ERRANCE
Comme dans un tableau de De Chirico. Oui, c’est ça. Ces teintes ocrées, ces rues désertes où je marche sans but précis, me rappellent certaines toiles de ce peintre. Je ne sais plus d’où je viens, ni pourquoi mes jambes me portent aussi longtemps. Et ne me demandez pas qui je suis, je ne pourrai pas répondre objectivement ; j’ai perdu le sens des réponses avec cette longue errance. Pourtant, j’aime ça, comme la transparence de l’eau, comme une erreur approximative de ma conscience qui cherche l’inconnu.

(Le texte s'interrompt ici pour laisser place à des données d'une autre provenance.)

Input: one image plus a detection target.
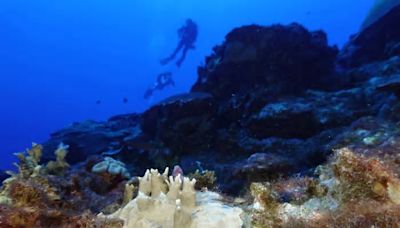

Tout le temps d’une rue qui n’en finit pas, écrivait Eluard ; comme c’est vrai et vérifiable. Aucun bruit, aucune délivrance. Je pousse mon temps sous un soleil désolant que je ne peux pas crever. Solitude extrême, extrême ambition de mes douleurs successives. Pourquoi ne pleut-il pas ?
Soudain, au loin, je vois une forme humaine se détacher de l’horizon parfait, déchirant un mur de papier, s’approcher de moi au rythme cahotant d’une démarche douloureuse ; c’est un homme quelconque comme moi, comme un reflet qui vient me croiser. Seuls détails que je considère importants, il porte un imperméable et un chapeau gris. Nous marchons au même pas, celui de l’errance passionnée.
Venu à ma hauteur, il me dit :
« Bonjour monsieur, sans aucune surprise.
- Bonjour à vous, lui réponds-je aussi banalement.
- Ca me fait plaisir de rencontrer quelqu’un, continue-t-il.
- J’ai perdu le sens, la valeur d’être quelqu’un, donc je ne suis pas d’une compagnie désirable. Et je n’en ai pas envie. »
Je suis sûr que cette réponse sibylline sera la conclusion de ce début de conversation à laquelle je ne tiens pas du tout. Mais il s’accroche.
« Dites-moi, cher ami, puis-je vous poser une question ?
Ce n’est pas possible, pourquoi faut-il que je tombe sur un emmerdeur ?
- Allez-y, mais vous savez, les meilleures questions sont celles qui restent sans réponses ; on ne sait jamais, il abandonnera peut-être.
- Comment faire pour que je ne sois plus immortel ? Je ne peux plus faire face à l’infini. Savez-vous que je marche depuis plus de 2 siècles et que je commence à en avoir marre, monsieur. Donnez-moi une solution, s’il vous plaît.
- Mais, cher passant, moi aussi je suis immortel, jusqu’à ma mort ; et la différence entre vous et moi, c’est que je ne sais pas la date de ma fin, donc pas de projet, pas de cohérence à ma vie. De quoi vous plaignez-vous ?
- Mais d’une incroyable lassitude. J’ai envie de connaître la peur, l’envie, la beauté d’un instant, tous ces sentiments que j’ignore, puisque je ne vis pas, je suis, je serai pour la nuit des temps. Aidez-moi.
- Ecoutez-moi, cher immortel : je ne peux pas vous répondre, car toute ma vie est basée sur ma mort. Toutes mes angoisses, toutes mes idées, tous mes principes sont structurés par le fait que je vais mourir. Mais je vous comprends, nous sommes un peu pareils. Malheureusement, notre similitude née d’une existence présente s’arrête à cause ou grâce à ses extrémismes. Je ne sais résoudre une équation que par une solution ; et je ne connais pas les paramètres de ma propre équation.
- Alors, donnez-moi une raison d’être heureux ou mieux pas heureux, mais simplement ne pas être malheureux.
- - Bien sûr, ça je peux le faire. Continuez à marcher… »
- Et sans me retourner, je repars jusqu’à mon ultime destination.